For most Americans, private school seems like an unaffordable luxury, or an unnecessary extravagance, depending on your point of view. One thing everyone agrees on, though, is that private school is expensive—especially compared with the competition. After all, public education doesn't cost anything, and you can't compete with free, right?
The problem with that logic is that public school actually isn't free. In what might be one of America's most regressive policies, the government divides the country into school districts, each supported by a local tax base. That means school funding and quality varies drastically depending on where you live, and homes in top school districts tend to be eye-poppingly expensive.
According to a recent Trulia report, houses in districts where even rich families send their children to public school—suggesting the quality of education is especially high—can cost more than twice the national average per square foot. That means in certain cases, private school can actually be a bargain.
To answer the question of how much going to private school could potentially save, we need the help of two fictional families: the Publicos and the Privados. The Publicos want to give their child the best public education they can, so they move to a neighborhood with one of the nation's top public schools. The Privados prefer private education, so they move to a neighborhood with average schools (and median home prices) and send their child to prep school.

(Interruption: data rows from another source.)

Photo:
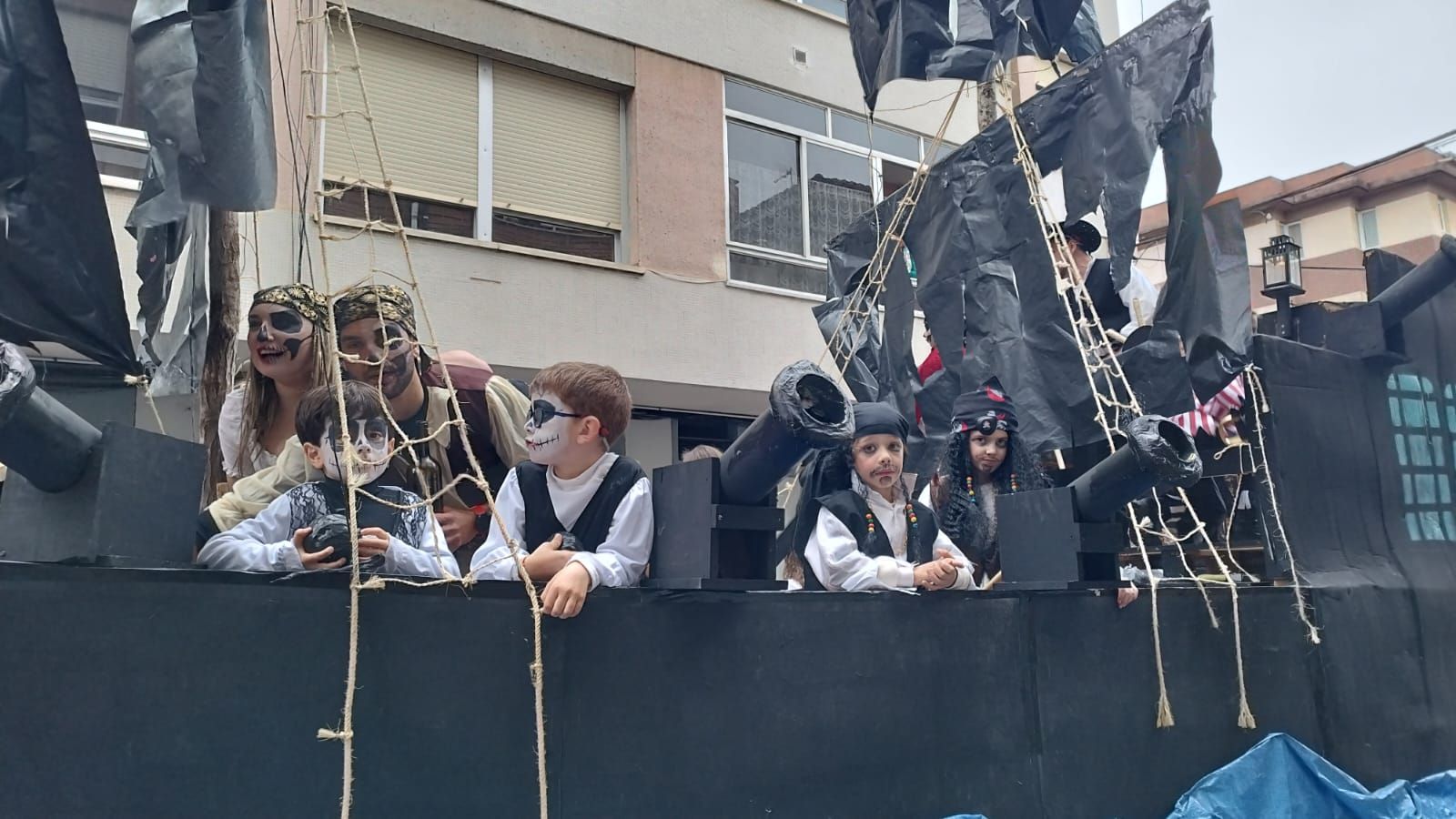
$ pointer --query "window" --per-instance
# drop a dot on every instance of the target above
(830, 6)
(553, 177)
(1369, 230)
(798, 175)
(98, 40)
(1296, 232)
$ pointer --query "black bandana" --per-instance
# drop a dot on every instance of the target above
(983, 410)
(880, 419)
(300, 299)
(376, 302)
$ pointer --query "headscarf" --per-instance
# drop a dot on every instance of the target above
(375, 302)
(300, 299)
(880, 419)
(983, 410)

To figure out how much the Publicos will spend, we'll use Trulia's Rent vs. Buy calculator* to see how much living in an average-size house in a top school district for 13 years (kindergarten through 12th grade) would cost. A median-priced house in Auburndale, Massachusetts—which Trulia lists as having some of the best public schools—will end up costing the Publicos about $2,120 a month.
In comparison, we'll say the Privados live in an average school district and buy a home that will cost the national median of roughly $998 a month over the same time period. On top of that, the Privados pay for their child's private school. According to data from the Nation Center for Education Statistics, the average price of a year of private elementary school is $7,770, and the average annual cost of private high school is $13,030.
By multiplying the cost of elementary school by nine (grades K-8) and adding it to the cost of a four-year high school, we get an average total cost of educating a child privately of $122,050, or $782 a month. Add that to the Privados' housing bills, and they're up to $1,780 a month—still a few hundred dollars less than the Publicos' monthly costs.
Over time, these savings add up. By the time the Publicos' child graduates high school, they will have paid $52,982 more than the Privados for education and housing. Meanwhile, if the Privados stashed away those savings in a 529 college account, they'll have a lot of extra money to help pay for their son's or daughter's university.
Does this mean private school is always a better option for parents? Not at all. The above calculations compare one of the most expensive public school districts in the nation with the average cost of private school. The most elite prep schools can cost upwards of $40,000 a year, while some areas with great public schools are far more affordable than Auburndale.
There are also a number of factors to consider that this calculation doesn't take into account. While private schools cost $9,388 a year in general, religious schools are a little cheaper, and secular schools are much more expensive. There's also regional considerations, like commute times, employment opportunities, crime rate, and other neighborhood perks that we don't have time to explore in detail.
One final thing to consider is how many children you plan on sending to school. If both the Publicos and Privados send two children to school instead of one, the Publicos actually save almost $70,000. Although, if the Privados send two kids to public elementary school and then transfer both children to a private high school, they're back in the black, saving almost $71,000.
So with that in mind, what's the takeaway from all this? Instead of automatically selecting public or private school for your child, make sure to give both options serious consideration. Sometimes—likely most of the time—public school will be cheaper. In other cases, a good private education may actually cost less. Either way, taking the time to get the decision right can save you thousands of dollars.
* Other than the "How long would you live there?" field, which we set to 13, and the region, our calculations are based on the calculator's default settings.